Lucy chewed on her lip as ten different responses flew through her head, each a more elaborate falsehood than the last. Really, what use was the truth in this instance? She couldn’t tell this poor gentleman he’d taken a blow to the nose and nearly drowned them both to save a lady who didn’t need saving.
It would be dreadfully rude.
Very well, then. A lie it was. “Yes, I’m afraid I’m quite clumsy. I fell in, and the next thing I knew I was fighting for my life in the pounding surf.”
A bit dramatic, but it would do.
“Were you, now? How terrifying. Did you fall from the wall?” He pointed to the ring of rocks lining the tiny cove.
The wall? Yes, that seemed plausible. “I did, indeed. Tumbled right over the edge of it.”
The blue eyes twinkled down at her. “Ah, I see. How did you happen to land in the water instead of in the sand?”
Blast it. “Well, you see, I didn’t so much fall as I…what I meant to say was I was walking on the wall, but then I came down to the beach and—it was foolish of me, I know—I thought I’d put just a toe into the water, but the current overcame me, and the next thing I knew, I was fighting for my life in the pounding surf.”

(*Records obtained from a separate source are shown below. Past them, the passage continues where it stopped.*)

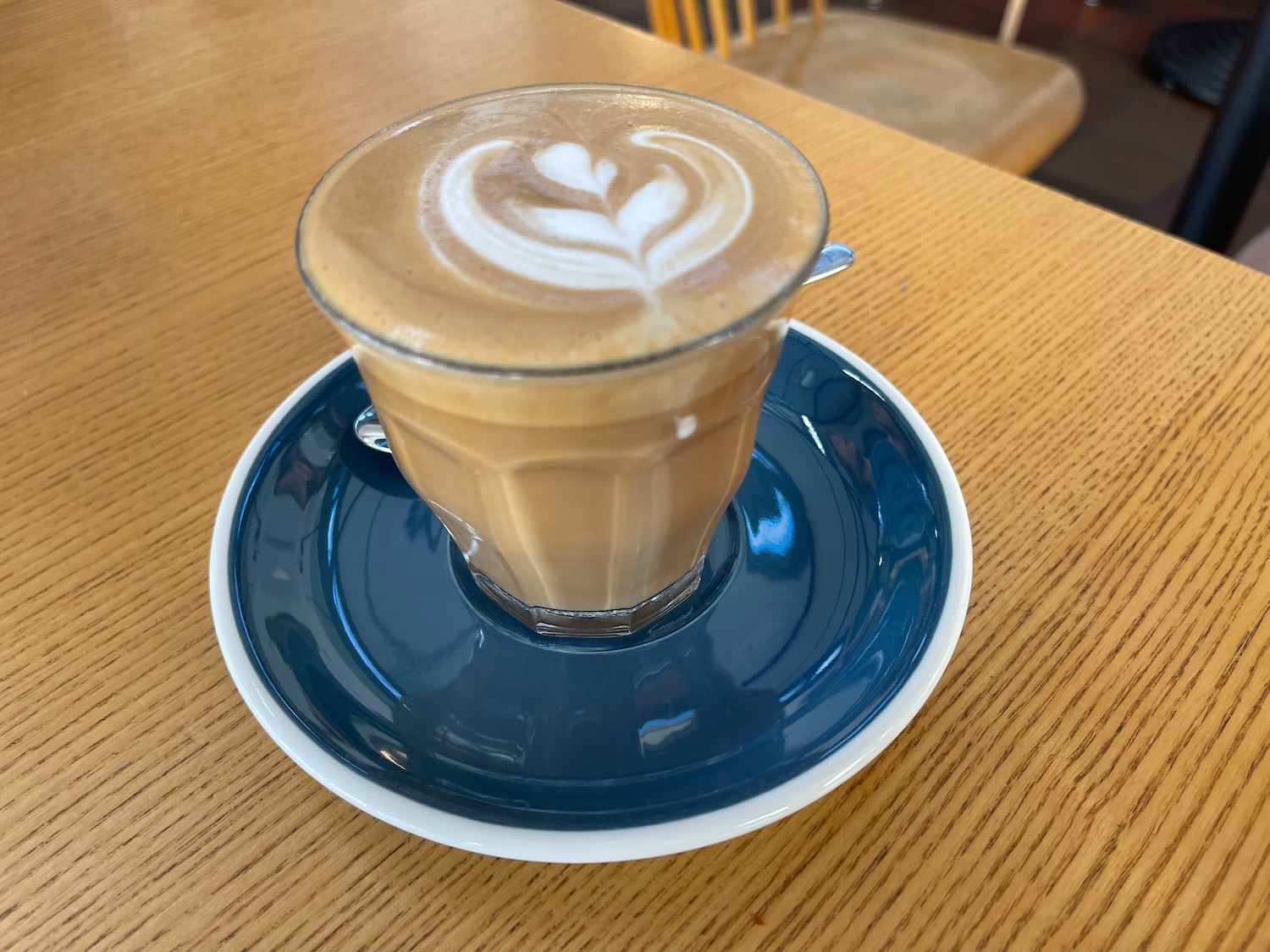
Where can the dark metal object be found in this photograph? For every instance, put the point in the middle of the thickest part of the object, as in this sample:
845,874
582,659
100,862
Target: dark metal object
1236,150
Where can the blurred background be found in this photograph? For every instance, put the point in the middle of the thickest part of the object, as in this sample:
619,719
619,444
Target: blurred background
1128,145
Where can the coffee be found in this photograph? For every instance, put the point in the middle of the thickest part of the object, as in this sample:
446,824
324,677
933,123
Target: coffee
563,301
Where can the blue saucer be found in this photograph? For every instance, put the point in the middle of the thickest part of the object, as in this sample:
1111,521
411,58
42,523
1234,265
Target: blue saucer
837,581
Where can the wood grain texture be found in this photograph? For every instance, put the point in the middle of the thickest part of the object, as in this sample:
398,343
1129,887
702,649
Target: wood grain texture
1090,774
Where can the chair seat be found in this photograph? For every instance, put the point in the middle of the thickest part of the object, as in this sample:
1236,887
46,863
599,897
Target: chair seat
1005,106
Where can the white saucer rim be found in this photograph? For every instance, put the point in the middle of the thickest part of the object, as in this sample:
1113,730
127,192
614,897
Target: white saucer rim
612,845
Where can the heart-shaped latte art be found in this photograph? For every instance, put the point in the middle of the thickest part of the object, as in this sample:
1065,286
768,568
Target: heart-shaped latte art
693,202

His lips twitched. “The pounding surf again? It must be powerful this morning to drag you out by a single toe. But there’s one thing I can’t quite make out about your story.”
“Is there, indeed?” Lucy widened her eyes and tried to look innocent, but she was as guilty as a thief with a pocketful of guineas, and she had the racing heart to prove it. “What’s that?”
“I just wonder how, between dipping your toe into the water and being swept out to sea by the pounding surf, you had time to change into a bathing costume?”
Lucy opened her mouth, then snapped it closed again without a word. Try as she might, there was simply no reasonable explanation for the bathing costume.